Alors qu'il insérait des pièces de monnaie dans le distributeur de boissons, une voix que le médecin légiste n'appréciait pas résonna un peu plus loin.
"Je vous le dis, demain j'envoie le dossier et je publie tout ça. Dans moins d'une semaine je suis riche !
-Pourquoi ça te rendrait riche ? fit une voix féminine. T'as déjà publié des articles dans des revues médicales, et ça t'a jamais rien fait gagné.
-Oui mais là c'est différent, tu verras.
-Si tu le dis... Et ça parle de quoi tout ça ?
-De la dopamine !"
À l'entente de ces mots, les muscles de l'homme en blouse blanche se contractèrent tellement qu'ils en devinrent douloureux. Le docteur sut alors que le chocolat chaud qu'il allait siroter ne suffirait pas à le calmer.
Cependant, afin de ne pas laisser la colère le submerger pour rien, l'homme retourna dans son bureau afin de vérifier ses doutes.

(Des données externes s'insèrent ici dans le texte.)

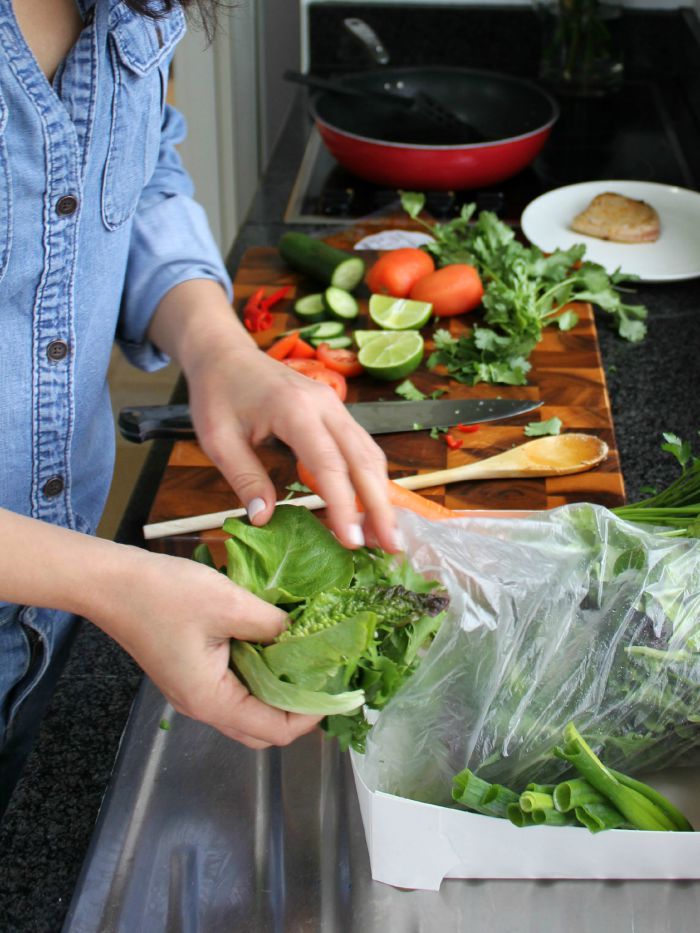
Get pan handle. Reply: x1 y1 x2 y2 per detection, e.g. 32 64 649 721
343 16 389 65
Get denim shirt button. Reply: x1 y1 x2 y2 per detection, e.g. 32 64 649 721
46 340 68 363
56 194 78 217
42 476 65 499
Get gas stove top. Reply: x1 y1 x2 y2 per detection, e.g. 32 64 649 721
284 81 696 225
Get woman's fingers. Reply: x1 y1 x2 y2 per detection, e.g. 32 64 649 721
200 420 276 525
328 416 398 551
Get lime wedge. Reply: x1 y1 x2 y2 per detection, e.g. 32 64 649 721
352 330 384 347
357 330 423 381
369 295 433 330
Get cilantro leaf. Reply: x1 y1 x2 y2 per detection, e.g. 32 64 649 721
394 379 428 402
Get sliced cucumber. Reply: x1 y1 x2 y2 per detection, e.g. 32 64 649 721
311 334 352 350
294 294 326 323
323 285 360 321
279 232 365 291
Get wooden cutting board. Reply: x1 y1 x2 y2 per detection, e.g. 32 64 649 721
149 247 624 556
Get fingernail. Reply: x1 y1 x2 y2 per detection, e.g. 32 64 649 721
348 524 365 547
245 496 265 522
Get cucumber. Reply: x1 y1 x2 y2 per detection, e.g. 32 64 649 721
323 285 360 321
294 295 326 324
278 233 365 291
311 334 352 350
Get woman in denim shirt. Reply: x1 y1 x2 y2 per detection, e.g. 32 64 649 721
0 0 395 813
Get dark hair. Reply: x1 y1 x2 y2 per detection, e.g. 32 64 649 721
124 0 228 39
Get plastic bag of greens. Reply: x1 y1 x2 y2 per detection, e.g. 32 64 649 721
362 504 700 803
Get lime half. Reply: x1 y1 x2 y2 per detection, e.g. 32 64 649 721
352 330 384 347
357 330 424 381
369 295 433 330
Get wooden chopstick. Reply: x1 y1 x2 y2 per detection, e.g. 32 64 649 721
143 471 443 541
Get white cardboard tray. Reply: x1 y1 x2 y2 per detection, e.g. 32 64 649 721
351 752 700 891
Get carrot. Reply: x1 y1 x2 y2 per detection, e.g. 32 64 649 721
267 330 300 360
366 247 435 298
297 461 460 521
410 263 484 317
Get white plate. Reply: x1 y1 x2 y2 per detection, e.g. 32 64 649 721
520 181 700 282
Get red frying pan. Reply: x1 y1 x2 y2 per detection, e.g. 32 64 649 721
310 67 559 190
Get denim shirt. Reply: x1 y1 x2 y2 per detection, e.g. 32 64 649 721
0 0 230 548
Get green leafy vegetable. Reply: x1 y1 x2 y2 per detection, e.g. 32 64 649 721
284 480 311 498
401 192 646 385
524 416 562 437
224 506 353 604
613 433 700 538
452 723 693 833
197 506 447 751
394 379 428 402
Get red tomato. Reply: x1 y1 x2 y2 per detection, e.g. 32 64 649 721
316 343 364 378
282 358 348 402
266 331 300 360
366 247 435 298
410 263 484 317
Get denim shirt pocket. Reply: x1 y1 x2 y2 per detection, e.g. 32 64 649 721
102 4 185 230
0 91 12 281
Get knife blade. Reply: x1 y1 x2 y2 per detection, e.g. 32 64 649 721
118 398 543 444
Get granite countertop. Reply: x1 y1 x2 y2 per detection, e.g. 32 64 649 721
0 10 700 933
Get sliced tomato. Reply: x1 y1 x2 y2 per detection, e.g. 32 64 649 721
289 338 316 360
307 366 348 402
267 330 300 360
316 343 364 377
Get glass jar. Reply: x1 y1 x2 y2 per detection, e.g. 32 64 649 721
535 0 623 97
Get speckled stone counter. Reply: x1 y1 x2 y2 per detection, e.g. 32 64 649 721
0 9 700 933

Ses pas résonnaient dans le couloir carrelé, et les personnes qu'il croisait semblaient fuir son regard. Une fois parvenu dans son bureau, le médecin légiste ouvrit un tiroir situé tout en bas d'une armoire. Le dossier était toujours au même endroit, mais il était légèrement incliné vers la droite.
Se redressant lentement, l'homme lissa sa blouse et remit son badge en place avant de lâcher imperceptiblement:
"Ça va chier."
*
19 heures 15. Beaucoup des collègues d'Élias s'apprêtaient à rentrer chez eux pour retrouver leur famille chérie. Mais l'un d'eux n'y arriverait jamais.

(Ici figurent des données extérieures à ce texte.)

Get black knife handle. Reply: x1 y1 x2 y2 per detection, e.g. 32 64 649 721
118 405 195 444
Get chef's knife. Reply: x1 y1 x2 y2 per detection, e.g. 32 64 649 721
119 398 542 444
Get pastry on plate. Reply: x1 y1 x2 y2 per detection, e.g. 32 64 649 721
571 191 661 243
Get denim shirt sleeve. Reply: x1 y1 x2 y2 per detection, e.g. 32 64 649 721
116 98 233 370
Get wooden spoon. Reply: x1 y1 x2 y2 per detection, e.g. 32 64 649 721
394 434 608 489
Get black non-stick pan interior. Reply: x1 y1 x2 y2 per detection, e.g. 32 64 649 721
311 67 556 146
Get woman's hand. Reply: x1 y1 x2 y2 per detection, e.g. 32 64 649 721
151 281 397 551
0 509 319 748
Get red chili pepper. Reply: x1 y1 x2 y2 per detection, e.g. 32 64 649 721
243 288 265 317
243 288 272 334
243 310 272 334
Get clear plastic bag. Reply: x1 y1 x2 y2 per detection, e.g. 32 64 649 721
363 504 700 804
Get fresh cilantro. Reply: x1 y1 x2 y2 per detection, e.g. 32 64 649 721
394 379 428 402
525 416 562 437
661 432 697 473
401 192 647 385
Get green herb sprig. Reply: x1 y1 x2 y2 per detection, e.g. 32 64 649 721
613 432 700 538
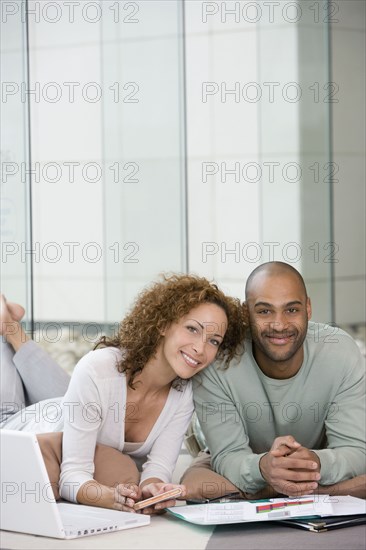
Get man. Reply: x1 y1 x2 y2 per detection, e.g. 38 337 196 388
182 262 366 498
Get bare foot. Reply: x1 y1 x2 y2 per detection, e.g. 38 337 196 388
0 294 24 336
6 302 25 321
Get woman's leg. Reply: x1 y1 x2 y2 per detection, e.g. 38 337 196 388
0 295 70 414
37 432 140 500
0 341 25 425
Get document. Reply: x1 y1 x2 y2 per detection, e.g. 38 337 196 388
168 495 366 525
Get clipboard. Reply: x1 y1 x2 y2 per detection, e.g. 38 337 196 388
167 495 366 532
278 514 366 533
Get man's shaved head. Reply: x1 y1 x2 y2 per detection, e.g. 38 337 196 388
245 262 307 300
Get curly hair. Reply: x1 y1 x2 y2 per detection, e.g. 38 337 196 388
95 274 248 388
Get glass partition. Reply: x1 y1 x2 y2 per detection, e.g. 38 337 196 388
259 2 338 322
101 0 186 322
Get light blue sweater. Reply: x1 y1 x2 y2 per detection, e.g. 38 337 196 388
194 323 366 493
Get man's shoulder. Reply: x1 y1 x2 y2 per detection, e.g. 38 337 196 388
306 321 362 365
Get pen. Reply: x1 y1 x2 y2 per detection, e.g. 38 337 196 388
186 491 241 504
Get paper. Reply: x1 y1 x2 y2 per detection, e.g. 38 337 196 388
168 495 334 525
328 496 366 516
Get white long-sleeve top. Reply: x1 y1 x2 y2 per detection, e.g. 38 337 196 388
6 347 193 502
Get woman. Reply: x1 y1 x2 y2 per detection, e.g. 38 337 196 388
1 275 245 513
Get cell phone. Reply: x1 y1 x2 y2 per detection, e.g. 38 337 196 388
133 487 182 510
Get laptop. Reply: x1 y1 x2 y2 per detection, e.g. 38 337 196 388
0 430 150 539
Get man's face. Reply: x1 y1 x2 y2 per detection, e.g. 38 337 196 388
247 273 311 363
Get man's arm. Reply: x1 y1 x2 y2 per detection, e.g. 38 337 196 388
313 352 366 486
193 365 267 492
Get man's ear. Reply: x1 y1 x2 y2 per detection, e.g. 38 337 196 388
306 298 312 321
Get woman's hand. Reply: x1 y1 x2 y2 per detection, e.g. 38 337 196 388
76 479 141 513
140 481 187 514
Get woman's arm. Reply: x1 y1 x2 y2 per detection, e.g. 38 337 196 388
76 479 141 512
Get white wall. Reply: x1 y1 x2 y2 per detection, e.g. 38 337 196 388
24 0 365 323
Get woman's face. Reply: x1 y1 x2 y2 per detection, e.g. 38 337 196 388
159 303 227 379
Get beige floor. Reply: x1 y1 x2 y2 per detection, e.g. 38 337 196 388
0 514 212 550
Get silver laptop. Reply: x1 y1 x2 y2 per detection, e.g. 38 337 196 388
0 430 150 539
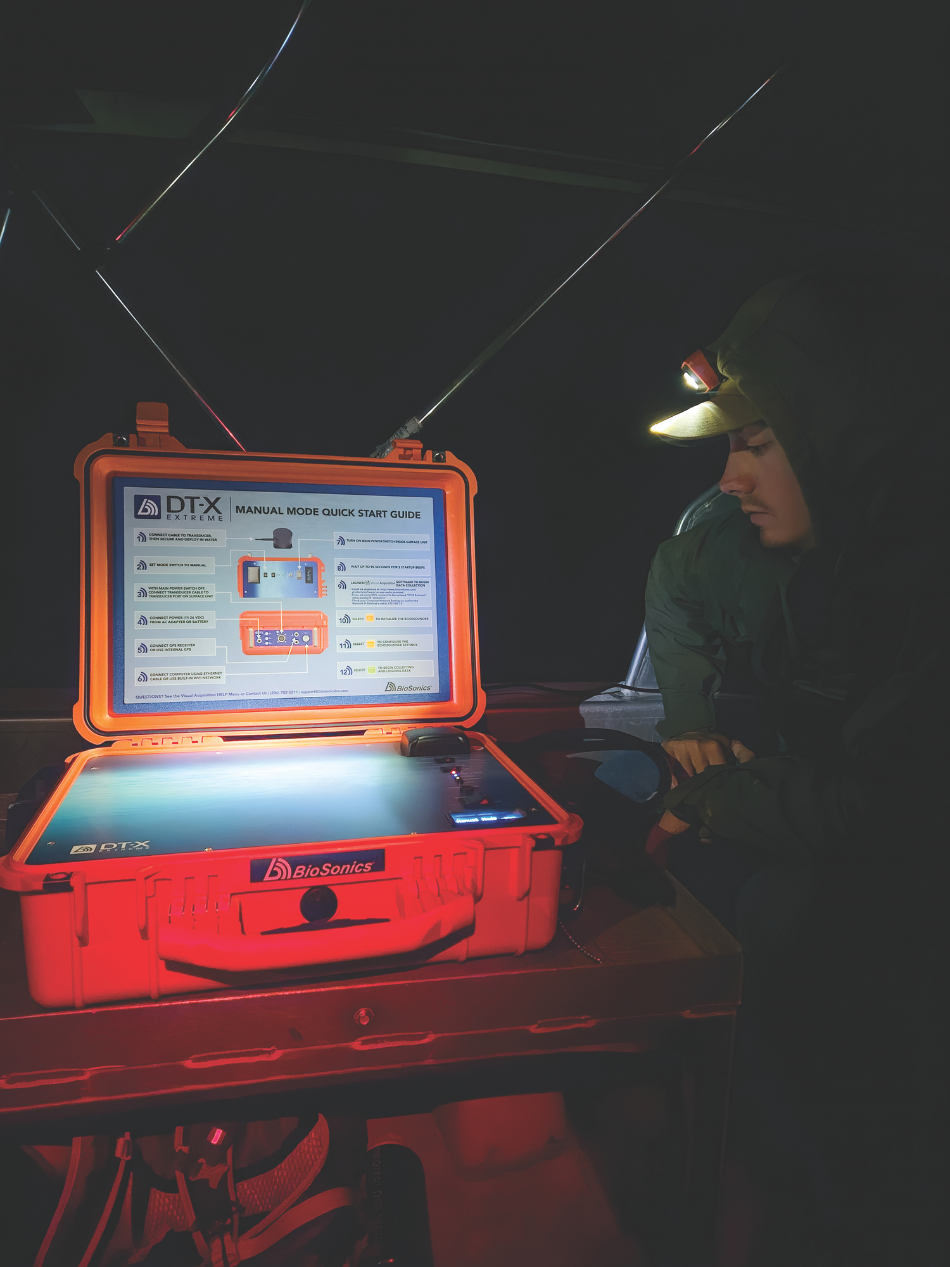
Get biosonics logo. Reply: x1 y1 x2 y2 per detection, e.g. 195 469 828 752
251 849 386 884
132 493 162 519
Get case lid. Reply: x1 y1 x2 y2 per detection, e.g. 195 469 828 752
75 404 485 742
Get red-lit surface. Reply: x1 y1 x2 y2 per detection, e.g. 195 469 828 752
0 889 741 1120
0 734 581 1007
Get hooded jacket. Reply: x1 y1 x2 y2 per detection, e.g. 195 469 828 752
647 275 947 858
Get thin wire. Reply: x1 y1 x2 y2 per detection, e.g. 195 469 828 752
557 920 603 964
115 0 310 244
17 163 247 454
372 62 788 457
96 269 247 454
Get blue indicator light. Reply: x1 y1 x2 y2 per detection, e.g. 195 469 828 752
448 810 524 827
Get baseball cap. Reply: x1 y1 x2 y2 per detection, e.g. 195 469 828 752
650 379 763 440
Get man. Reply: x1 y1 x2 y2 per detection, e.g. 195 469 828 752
647 275 947 1264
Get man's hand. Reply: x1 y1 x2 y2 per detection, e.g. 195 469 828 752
662 730 755 777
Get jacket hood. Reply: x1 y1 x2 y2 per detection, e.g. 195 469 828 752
707 274 942 546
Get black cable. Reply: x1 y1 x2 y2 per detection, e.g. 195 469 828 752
483 682 608 696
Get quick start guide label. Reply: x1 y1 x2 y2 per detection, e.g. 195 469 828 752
257 849 386 884
113 478 451 713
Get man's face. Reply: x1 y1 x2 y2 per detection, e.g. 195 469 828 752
719 422 814 550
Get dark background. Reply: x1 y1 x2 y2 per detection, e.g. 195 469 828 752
0 0 946 687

Le docteur Garrison se dirigea vers le docteur Hellwy alors que ce dernier rangeait quelques dossiers dans son bureau.
"Je vous cherchais, commença Élias d'un ton détaché. J'ai besoin de vous sur un cas, mais ne vous en faites pas, ça ne sera pas long.

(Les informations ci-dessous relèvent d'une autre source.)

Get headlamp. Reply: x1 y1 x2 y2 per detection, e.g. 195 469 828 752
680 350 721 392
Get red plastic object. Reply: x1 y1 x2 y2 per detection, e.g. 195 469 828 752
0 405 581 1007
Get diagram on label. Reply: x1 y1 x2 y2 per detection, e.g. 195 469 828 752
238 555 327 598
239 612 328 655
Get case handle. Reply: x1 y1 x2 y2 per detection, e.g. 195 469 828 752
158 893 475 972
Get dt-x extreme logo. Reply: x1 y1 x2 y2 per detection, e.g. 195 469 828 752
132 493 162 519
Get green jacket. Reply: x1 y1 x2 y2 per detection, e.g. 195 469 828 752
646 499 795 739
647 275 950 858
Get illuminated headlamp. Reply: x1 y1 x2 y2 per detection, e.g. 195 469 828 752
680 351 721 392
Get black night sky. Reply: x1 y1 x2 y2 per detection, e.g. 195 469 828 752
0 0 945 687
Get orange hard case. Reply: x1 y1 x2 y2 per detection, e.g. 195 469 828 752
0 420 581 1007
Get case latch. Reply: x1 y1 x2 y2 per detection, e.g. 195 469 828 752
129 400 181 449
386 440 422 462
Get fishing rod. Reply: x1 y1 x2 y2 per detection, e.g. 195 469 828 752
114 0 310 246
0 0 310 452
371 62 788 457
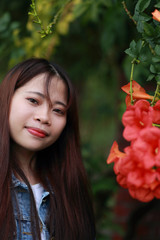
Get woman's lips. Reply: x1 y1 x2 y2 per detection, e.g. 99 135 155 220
27 127 48 138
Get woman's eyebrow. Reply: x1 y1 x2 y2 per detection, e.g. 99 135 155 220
27 91 67 108
26 91 45 98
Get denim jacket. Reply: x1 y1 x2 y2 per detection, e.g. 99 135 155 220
12 175 54 240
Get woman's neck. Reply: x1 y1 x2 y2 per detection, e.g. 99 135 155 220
11 147 40 185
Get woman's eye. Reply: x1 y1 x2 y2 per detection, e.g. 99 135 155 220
27 98 38 104
53 108 65 115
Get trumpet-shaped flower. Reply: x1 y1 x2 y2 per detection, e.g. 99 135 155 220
152 9 160 22
107 127 160 202
121 80 153 106
152 100 160 125
122 100 153 141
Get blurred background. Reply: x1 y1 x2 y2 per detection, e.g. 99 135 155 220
0 0 160 240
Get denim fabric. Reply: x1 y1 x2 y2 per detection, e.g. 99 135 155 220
12 175 54 240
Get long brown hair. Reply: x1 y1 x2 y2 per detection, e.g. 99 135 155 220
0 58 95 240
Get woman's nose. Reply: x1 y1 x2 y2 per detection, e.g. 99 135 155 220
34 106 51 125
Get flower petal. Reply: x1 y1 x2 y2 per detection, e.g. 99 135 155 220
107 141 125 164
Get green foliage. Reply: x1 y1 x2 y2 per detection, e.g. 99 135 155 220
0 0 160 240
28 0 71 38
125 0 160 90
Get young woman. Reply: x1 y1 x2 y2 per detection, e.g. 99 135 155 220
0 58 95 240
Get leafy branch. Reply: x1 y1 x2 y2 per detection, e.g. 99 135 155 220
28 0 71 38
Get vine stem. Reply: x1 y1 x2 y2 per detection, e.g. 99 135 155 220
129 60 135 105
151 83 160 106
122 1 137 25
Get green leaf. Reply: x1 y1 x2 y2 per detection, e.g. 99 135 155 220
135 0 151 12
154 2 160 8
152 56 160 63
146 74 155 81
143 22 155 37
150 64 156 73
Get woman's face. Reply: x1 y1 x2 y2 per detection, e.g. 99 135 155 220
9 74 68 155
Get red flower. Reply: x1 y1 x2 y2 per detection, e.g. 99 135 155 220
152 9 160 22
122 100 153 141
107 127 160 202
152 100 160 124
121 80 153 106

-Bon, je pense que ça me ferait perdre des points auprès des boss si je refusais...", répondit l'immonde copieur en soupirant.
Élias se contenta de sourire avant de prendre la direction de son propre bureau. Il fit entrer son confrère et ferma discrètement la porte à clé, avant que le docteur Hellwy ne se retourne vers lui.
"Alors, en quoi puis-je vous aider ?
-C'est à propos d'un dossier qui me laisse perplexe. Je vais vous le montrer."
Le docteur Garrison avança vers son armoire et ouvrit le dernier tiroir. Il attrapa ensuite le premier dossier et le laissa tomber sur le bureau. En le voyant, son confrère déglutit et sembla chercher ses mots.
"En quoi ces recherches sur la dopamine vous posent problème ? tenta-t-il.
-Ce qui me pose problème, c'est surtout toi, espèce de pauvre limace immonde. J'ai passé des semaines et des semaines sur ce dossier, et toi tu t'es permis de voler mon travail.
-Mais t'en fais jamais rien de tes travaux, ils restent dans ton tiroir et ne servent jamais ! Moi j'ai voulu les dévoiler au monde pour permettre de faire avancer la médecine !
-En quoi l'épaisseur de ton portefeuille aide la médecine à avancer ? répondit Élias en avançant vers le deuxième médecin.
-Euh... je..."
Tout en bafouillant, le docteur Hellwy reculait, se rapprochant peu à peu de la porte.
"Inutile, lâcha Élias Garrison. Elle est fermée à clé, et tu ne ressortiras pas de cette pièce en entier."